Routine real-time cost-effectiveness monitoring of a web-based depression intervention: a risk-sharing proposal

Abstract

Background: A new health care technology must be cost-effective in order to be adopted. If evidence regarding cost-effectiveness is uncertain, then the decision maker faces two choices: (1) adopt the technology and run the risk that it is less effective in actual practice, or (2) reject the technology and risk that potential health is forgone. A new depression eHealth service was found to be cost-effective in a previously published study. The results, however, were unreliable because it was based on a pilot clinical trial. A conservative decision maker would normally require stronger evidence for the intervention to be implemented.

Objective: Our objective was to evaluate how to facilitate service implementation by shifting the burden of risk due to uncertainty to the service provider and ensure that the intervention remains cost-effective during routine use.

Methods: We propose a risk-sharing scheme, where the service cost depends on the actual effectiveness of the service in real-life setting. Routine efficacy data can be used as the input to the cost-effectiveness model, which employs a mapping function to translate a depression specific score into quality-adjusted life-years. The latter is the denominator in the cost-effectiveness ratio calculation, required by the health care decision maker. The output of the model is a "value graph", showing intervention value as a function of its observed (future) efficacy, using the €30,000 per quality-adjusted life-year (QALY) threshold.

Results: We found that the eHealth service should improve the patient's outcome by at least 11.9 points on the Beck Depression Inventory scale in order for the cost-effectiveness ratio to remain below the €30,000/QALY threshold. The value of a single point improvement was found to be between €200 and €700, depending on depression severity at treatment start. Value of the eHealth service, based on the current efficacy estimates, is €1900, which is significantly above its estimated cost (€200).

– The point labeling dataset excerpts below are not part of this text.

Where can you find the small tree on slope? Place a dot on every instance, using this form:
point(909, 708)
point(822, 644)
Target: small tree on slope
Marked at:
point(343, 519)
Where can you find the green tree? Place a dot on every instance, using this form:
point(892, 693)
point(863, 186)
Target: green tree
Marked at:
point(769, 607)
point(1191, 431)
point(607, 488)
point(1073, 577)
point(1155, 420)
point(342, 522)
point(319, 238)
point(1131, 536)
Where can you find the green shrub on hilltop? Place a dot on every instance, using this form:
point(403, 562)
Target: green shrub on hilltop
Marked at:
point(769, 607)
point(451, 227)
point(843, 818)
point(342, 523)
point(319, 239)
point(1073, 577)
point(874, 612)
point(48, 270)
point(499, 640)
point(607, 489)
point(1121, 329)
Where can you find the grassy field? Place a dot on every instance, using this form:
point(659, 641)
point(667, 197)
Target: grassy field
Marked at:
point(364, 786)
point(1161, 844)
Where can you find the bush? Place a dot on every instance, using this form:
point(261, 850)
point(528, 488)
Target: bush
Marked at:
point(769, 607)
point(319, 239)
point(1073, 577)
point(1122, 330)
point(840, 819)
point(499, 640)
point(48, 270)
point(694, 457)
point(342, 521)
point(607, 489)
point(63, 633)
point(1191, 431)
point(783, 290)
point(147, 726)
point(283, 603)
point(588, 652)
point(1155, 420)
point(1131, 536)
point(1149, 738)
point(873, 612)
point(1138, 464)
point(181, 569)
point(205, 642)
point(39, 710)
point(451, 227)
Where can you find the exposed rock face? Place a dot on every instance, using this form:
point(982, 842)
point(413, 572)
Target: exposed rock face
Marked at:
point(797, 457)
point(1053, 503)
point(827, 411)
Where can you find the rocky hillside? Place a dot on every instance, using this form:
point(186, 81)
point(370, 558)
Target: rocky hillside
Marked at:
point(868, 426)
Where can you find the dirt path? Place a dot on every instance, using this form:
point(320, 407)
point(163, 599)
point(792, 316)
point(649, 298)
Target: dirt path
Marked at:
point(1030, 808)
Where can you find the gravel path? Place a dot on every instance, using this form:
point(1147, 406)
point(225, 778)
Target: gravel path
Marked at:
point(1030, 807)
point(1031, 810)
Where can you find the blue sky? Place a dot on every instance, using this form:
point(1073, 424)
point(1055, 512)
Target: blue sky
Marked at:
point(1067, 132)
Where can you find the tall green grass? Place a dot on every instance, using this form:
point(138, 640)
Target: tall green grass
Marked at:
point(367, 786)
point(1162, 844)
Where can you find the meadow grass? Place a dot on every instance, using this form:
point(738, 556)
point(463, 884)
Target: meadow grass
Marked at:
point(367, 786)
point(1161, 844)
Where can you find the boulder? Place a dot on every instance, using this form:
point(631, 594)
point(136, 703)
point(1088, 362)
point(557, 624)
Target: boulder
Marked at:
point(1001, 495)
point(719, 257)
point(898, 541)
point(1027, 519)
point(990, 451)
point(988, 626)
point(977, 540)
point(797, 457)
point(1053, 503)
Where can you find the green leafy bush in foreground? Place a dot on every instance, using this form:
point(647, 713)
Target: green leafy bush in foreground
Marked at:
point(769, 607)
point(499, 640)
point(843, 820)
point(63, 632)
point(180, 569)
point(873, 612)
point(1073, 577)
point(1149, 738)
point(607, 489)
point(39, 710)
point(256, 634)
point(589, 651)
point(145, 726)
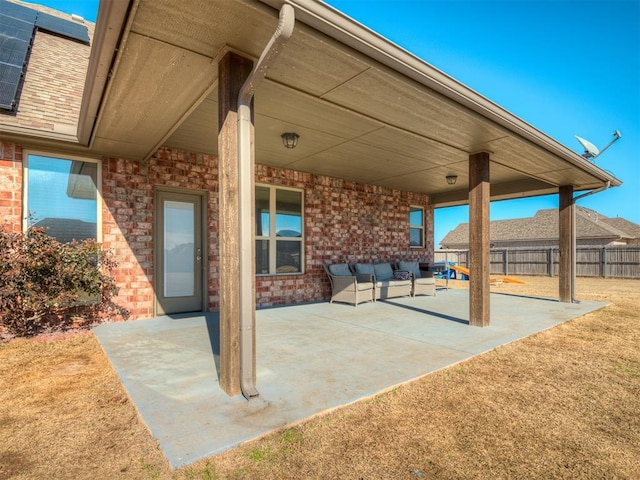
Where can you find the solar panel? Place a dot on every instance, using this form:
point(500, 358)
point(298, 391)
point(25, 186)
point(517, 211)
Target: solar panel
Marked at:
point(17, 28)
point(63, 27)
point(19, 12)
point(16, 33)
point(9, 81)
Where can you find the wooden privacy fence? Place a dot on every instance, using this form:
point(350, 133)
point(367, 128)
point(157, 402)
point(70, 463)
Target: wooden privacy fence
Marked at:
point(618, 262)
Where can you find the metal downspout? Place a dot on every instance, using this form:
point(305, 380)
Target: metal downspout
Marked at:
point(245, 193)
point(574, 237)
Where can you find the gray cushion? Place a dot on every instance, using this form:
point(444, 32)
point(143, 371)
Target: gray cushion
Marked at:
point(365, 268)
point(340, 269)
point(412, 267)
point(383, 271)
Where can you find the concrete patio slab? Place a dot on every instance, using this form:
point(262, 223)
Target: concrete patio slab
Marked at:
point(310, 358)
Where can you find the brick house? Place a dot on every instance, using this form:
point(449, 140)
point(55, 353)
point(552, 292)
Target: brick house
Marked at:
point(592, 230)
point(163, 126)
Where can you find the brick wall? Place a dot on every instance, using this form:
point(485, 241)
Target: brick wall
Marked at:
point(127, 219)
point(11, 185)
point(344, 222)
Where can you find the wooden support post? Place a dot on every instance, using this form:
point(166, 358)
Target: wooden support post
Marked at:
point(565, 268)
point(479, 261)
point(233, 70)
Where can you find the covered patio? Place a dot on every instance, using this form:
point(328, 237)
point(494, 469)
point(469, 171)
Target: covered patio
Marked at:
point(312, 358)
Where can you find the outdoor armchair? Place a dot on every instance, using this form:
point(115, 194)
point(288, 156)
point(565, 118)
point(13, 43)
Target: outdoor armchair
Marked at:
point(423, 282)
point(348, 287)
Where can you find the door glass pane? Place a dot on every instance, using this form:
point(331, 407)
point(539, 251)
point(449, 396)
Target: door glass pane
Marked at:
point(415, 217)
point(179, 249)
point(262, 212)
point(288, 255)
point(288, 213)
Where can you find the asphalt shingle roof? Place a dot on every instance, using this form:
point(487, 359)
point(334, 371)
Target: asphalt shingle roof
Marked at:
point(544, 226)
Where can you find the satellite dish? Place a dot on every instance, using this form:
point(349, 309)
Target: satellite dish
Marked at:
point(591, 151)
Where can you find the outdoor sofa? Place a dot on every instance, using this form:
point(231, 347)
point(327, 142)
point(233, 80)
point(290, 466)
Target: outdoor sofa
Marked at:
point(348, 287)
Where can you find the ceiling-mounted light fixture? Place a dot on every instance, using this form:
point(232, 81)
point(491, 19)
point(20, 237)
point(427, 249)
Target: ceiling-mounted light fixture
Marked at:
point(290, 139)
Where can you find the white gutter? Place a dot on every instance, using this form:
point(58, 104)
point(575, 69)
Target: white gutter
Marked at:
point(574, 237)
point(246, 195)
point(109, 31)
point(339, 26)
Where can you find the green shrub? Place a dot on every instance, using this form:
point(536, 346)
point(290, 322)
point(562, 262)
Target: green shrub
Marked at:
point(45, 284)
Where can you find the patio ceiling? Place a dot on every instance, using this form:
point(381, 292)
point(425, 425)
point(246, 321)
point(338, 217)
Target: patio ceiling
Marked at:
point(365, 109)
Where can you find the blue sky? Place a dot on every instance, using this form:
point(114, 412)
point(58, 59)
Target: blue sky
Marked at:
point(568, 67)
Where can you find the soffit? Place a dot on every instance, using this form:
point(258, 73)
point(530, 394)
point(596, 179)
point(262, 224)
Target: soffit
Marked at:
point(357, 119)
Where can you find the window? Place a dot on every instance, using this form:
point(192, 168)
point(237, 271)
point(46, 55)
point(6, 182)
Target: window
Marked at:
point(416, 227)
point(61, 195)
point(279, 239)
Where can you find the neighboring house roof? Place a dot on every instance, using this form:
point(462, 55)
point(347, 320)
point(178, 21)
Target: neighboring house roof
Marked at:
point(543, 226)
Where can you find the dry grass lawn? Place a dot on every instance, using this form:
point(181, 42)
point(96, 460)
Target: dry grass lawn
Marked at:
point(564, 403)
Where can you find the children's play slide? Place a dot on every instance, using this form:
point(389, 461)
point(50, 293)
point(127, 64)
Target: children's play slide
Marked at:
point(465, 271)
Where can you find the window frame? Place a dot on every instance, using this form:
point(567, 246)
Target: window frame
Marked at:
point(272, 238)
point(420, 227)
point(60, 156)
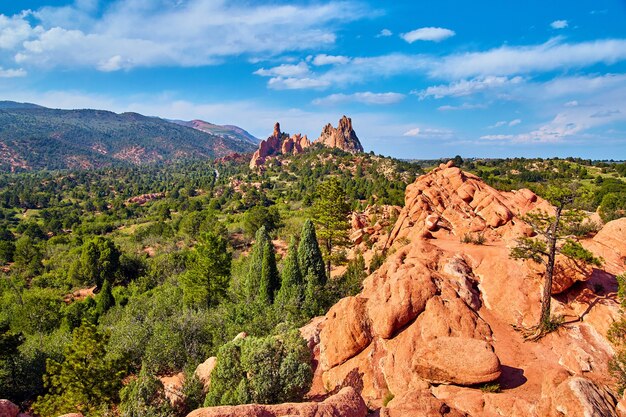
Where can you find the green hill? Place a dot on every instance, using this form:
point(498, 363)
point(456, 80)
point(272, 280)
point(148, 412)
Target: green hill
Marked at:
point(33, 137)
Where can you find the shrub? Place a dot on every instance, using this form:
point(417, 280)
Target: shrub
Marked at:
point(266, 370)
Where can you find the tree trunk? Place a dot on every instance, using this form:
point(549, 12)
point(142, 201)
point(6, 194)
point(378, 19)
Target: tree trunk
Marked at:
point(329, 248)
point(547, 288)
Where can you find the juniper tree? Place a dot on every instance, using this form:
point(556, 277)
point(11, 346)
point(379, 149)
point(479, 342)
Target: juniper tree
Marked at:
point(263, 279)
point(331, 210)
point(552, 237)
point(85, 381)
point(105, 298)
point(206, 281)
point(291, 294)
point(312, 269)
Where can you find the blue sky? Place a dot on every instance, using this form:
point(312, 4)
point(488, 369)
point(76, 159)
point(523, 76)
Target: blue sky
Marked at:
point(420, 79)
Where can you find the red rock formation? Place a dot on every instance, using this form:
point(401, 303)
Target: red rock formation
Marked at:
point(347, 403)
point(435, 319)
point(342, 137)
point(278, 144)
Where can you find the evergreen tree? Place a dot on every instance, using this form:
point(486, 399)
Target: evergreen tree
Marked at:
point(310, 256)
point(270, 278)
point(144, 397)
point(206, 281)
point(312, 269)
point(99, 260)
point(105, 299)
point(263, 278)
point(291, 294)
point(331, 211)
point(85, 382)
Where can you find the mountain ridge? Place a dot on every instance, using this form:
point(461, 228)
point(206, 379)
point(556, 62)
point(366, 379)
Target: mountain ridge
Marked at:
point(34, 137)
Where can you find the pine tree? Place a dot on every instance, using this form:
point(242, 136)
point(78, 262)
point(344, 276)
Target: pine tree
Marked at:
point(550, 230)
point(270, 278)
point(291, 294)
point(331, 210)
point(312, 269)
point(105, 299)
point(206, 281)
point(263, 278)
point(85, 381)
point(310, 256)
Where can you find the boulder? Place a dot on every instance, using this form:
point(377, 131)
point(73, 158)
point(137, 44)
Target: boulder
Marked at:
point(345, 333)
point(346, 403)
point(572, 396)
point(204, 370)
point(455, 360)
point(419, 404)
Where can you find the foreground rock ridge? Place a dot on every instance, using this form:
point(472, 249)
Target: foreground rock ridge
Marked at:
point(343, 137)
point(433, 325)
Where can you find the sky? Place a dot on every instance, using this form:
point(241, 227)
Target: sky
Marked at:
point(420, 79)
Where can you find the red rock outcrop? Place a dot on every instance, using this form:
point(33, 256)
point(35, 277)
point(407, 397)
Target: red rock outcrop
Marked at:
point(434, 321)
point(346, 403)
point(278, 144)
point(342, 137)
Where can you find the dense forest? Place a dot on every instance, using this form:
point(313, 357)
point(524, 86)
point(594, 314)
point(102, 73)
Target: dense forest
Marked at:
point(112, 277)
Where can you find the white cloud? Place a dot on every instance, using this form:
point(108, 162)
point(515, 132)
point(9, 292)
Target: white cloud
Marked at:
point(292, 83)
point(467, 87)
point(362, 97)
point(137, 33)
point(497, 137)
point(285, 70)
point(12, 73)
point(412, 132)
point(429, 133)
point(516, 60)
point(559, 24)
point(427, 34)
point(14, 30)
point(323, 59)
point(464, 106)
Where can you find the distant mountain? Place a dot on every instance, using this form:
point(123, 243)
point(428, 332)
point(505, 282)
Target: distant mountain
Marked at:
point(16, 105)
point(225, 131)
point(34, 137)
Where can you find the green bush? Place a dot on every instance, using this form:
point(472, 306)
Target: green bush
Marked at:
point(266, 370)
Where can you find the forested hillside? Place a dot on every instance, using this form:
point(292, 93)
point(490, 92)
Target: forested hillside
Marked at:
point(33, 137)
point(152, 269)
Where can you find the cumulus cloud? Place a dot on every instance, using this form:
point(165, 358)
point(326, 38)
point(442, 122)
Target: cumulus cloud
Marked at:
point(467, 87)
point(432, 34)
point(429, 133)
point(323, 59)
point(292, 83)
point(12, 73)
point(559, 24)
point(366, 97)
point(464, 106)
point(136, 33)
point(284, 70)
point(516, 60)
point(412, 132)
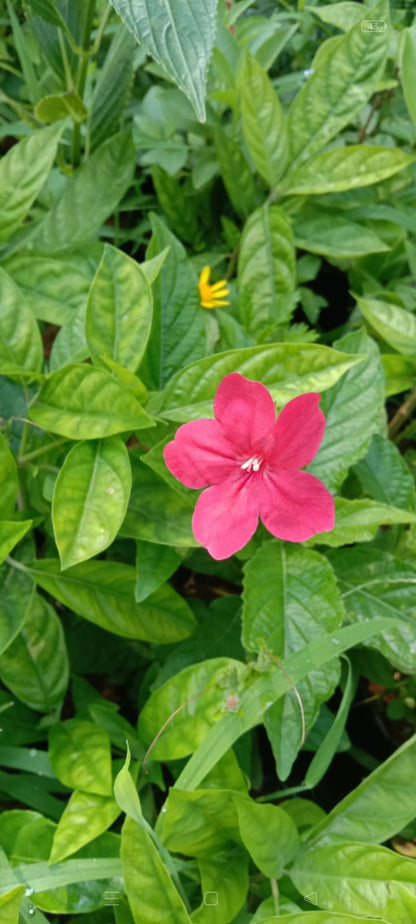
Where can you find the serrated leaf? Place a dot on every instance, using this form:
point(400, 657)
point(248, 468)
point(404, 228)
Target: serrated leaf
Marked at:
point(83, 402)
point(395, 325)
point(23, 171)
point(358, 521)
point(179, 35)
point(119, 310)
point(290, 597)
point(89, 196)
point(90, 498)
point(337, 90)
point(263, 122)
point(345, 168)
point(354, 410)
point(20, 341)
point(35, 665)
point(266, 271)
point(103, 592)
point(80, 756)
point(286, 369)
point(372, 583)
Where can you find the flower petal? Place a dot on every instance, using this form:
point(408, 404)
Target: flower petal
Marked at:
point(245, 412)
point(200, 454)
point(295, 505)
point(226, 517)
point(298, 432)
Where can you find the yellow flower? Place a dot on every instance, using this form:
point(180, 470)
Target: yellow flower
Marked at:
point(212, 296)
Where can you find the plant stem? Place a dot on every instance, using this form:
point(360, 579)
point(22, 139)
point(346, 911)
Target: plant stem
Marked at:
point(402, 413)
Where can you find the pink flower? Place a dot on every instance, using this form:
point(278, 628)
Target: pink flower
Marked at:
point(252, 463)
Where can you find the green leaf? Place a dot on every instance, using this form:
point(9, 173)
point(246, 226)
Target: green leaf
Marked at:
point(289, 598)
point(83, 402)
point(156, 512)
point(263, 122)
point(358, 521)
point(20, 341)
point(332, 235)
point(201, 690)
point(90, 498)
point(59, 106)
point(152, 896)
point(178, 333)
point(408, 72)
point(89, 196)
point(345, 168)
point(16, 598)
point(395, 325)
point(338, 89)
point(8, 478)
point(23, 171)
point(352, 877)
point(383, 474)
point(80, 756)
point(180, 38)
point(35, 665)
point(119, 310)
point(354, 410)
point(86, 816)
point(266, 271)
point(287, 370)
point(372, 583)
point(103, 593)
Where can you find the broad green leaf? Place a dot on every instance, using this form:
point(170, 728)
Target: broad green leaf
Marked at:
point(266, 271)
point(86, 816)
point(23, 172)
point(55, 287)
point(89, 196)
point(20, 341)
point(83, 402)
point(236, 173)
point(90, 498)
point(156, 512)
point(154, 565)
point(345, 168)
point(383, 474)
point(8, 478)
point(338, 89)
point(354, 410)
point(16, 599)
point(408, 72)
point(202, 690)
point(358, 521)
point(178, 332)
point(289, 598)
point(35, 665)
point(287, 370)
point(80, 756)
point(119, 310)
point(59, 106)
point(395, 325)
point(152, 896)
point(180, 37)
point(263, 122)
point(333, 235)
point(355, 878)
point(103, 593)
point(10, 904)
point(372, 583)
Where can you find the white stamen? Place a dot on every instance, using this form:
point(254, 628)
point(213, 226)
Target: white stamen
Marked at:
point(252, 464)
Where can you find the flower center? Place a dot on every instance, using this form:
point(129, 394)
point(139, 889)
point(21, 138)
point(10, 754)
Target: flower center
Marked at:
point(253, 464)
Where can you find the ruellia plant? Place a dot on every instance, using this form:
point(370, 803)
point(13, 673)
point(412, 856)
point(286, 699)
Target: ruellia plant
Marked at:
point(207, 506)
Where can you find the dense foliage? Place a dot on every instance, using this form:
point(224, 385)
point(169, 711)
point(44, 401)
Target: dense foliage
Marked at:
point(193, 194)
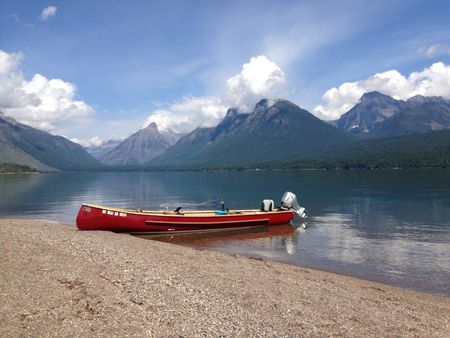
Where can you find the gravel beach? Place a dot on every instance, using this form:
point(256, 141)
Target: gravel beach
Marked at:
point(57, 281)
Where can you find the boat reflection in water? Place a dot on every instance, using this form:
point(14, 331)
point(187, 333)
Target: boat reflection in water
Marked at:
point(211, 239)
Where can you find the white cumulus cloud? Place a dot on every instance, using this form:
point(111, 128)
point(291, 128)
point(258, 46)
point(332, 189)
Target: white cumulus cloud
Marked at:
point(432, 81)
point(39, 102)
point(48, 12)
point(259, 78)
point(188, 114)
point(94, 141)
point(434, 50)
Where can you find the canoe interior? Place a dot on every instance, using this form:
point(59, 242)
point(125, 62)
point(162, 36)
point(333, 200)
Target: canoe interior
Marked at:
point(94, 217)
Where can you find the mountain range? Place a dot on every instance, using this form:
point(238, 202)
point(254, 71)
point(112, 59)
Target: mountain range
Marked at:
point(140, 147)
point(379, 131)
point(379, 115)
point(22, 144)
point(276, 132)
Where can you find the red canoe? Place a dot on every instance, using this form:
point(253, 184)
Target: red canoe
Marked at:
point(92, 217)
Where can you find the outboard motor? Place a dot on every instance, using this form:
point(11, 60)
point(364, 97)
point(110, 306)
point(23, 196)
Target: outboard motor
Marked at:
point(289, 202)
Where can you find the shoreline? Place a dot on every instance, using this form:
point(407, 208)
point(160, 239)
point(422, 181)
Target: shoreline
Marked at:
point(57, 281)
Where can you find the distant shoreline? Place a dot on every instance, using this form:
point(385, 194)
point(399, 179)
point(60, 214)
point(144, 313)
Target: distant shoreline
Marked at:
point(126, 170)
point(60, 281)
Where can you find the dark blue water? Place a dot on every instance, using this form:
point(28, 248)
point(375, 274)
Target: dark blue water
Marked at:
point(389, 226)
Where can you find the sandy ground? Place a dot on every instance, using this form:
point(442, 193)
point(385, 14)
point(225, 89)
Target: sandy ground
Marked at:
point(57, 281)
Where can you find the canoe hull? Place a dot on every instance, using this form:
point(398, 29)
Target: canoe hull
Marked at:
point(119, 220)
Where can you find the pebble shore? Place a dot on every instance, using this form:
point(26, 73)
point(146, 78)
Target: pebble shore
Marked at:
point(57, 281)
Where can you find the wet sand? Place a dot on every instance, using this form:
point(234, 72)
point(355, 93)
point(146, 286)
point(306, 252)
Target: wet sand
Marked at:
point(57, 281)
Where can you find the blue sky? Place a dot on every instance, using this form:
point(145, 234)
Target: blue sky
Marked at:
point(129, 59)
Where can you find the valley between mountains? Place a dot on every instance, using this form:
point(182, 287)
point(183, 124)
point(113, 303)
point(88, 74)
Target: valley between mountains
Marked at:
point(378, 132)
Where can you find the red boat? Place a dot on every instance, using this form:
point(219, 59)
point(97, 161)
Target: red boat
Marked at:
point(92, 217)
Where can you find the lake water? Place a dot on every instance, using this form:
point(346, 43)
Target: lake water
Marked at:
point(389, 226)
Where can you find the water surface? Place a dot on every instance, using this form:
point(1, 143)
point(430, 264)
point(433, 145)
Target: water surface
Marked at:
point(390, 226)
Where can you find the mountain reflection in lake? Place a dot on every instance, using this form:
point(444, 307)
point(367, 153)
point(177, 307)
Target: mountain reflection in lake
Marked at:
point(389, 226)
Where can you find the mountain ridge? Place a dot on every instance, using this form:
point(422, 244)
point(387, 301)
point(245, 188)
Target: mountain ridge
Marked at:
point(25, 145)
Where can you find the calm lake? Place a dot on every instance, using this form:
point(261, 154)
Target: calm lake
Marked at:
point(390, 226)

Conclusions: The eHealth depression service is particularly suited to routine monitoring, since data can be gathered through the Internet within the service communication channels. This enables real-time cost-effectiveness evaluation and allows a value-based price to be established. We propose a novel pricing scheme where the price is set to a point in the interval between cost and value, which provides an economic surplus to both the payer and the provider. Such a business model will assure that a portion of the surplus is retained by the payer and not completely appropriated by the private provider. If the eHealth service were to turn out less effective than originally anticipated, then the price would be lowered in order to achieve the cost-effectiveness threshold and this risk of financial loss would be borne by the provider.

Keywords: depression; medical economics; value-based purchasing.

Figure 1

Box-plots of BDI scores for patients, entering the pilot trial (initial BDI) and treatment/control groups at the end of the pilot trial (piecewise linear line shows how BDI score [horizontal axis] is mapped onto the QALY scale [vertical axis]).

Figure 2

Relation between intervention value, price, and cost, depending on the actual efficacy (BDI improvement) during routine use (intervention value calculated using €30,000/QALY threshold; shaded regions depict provider loss and social surplus, shared between the provider and payer at an example ratio of 1:1 [50% private appropriation level, intervention cost at €200 per patient]).

Figure 3

Value of a BDI point improvement (treatment minus control) as a function of the patient's initial BDI score (calculation based on a treatment effect of 10 BDI points).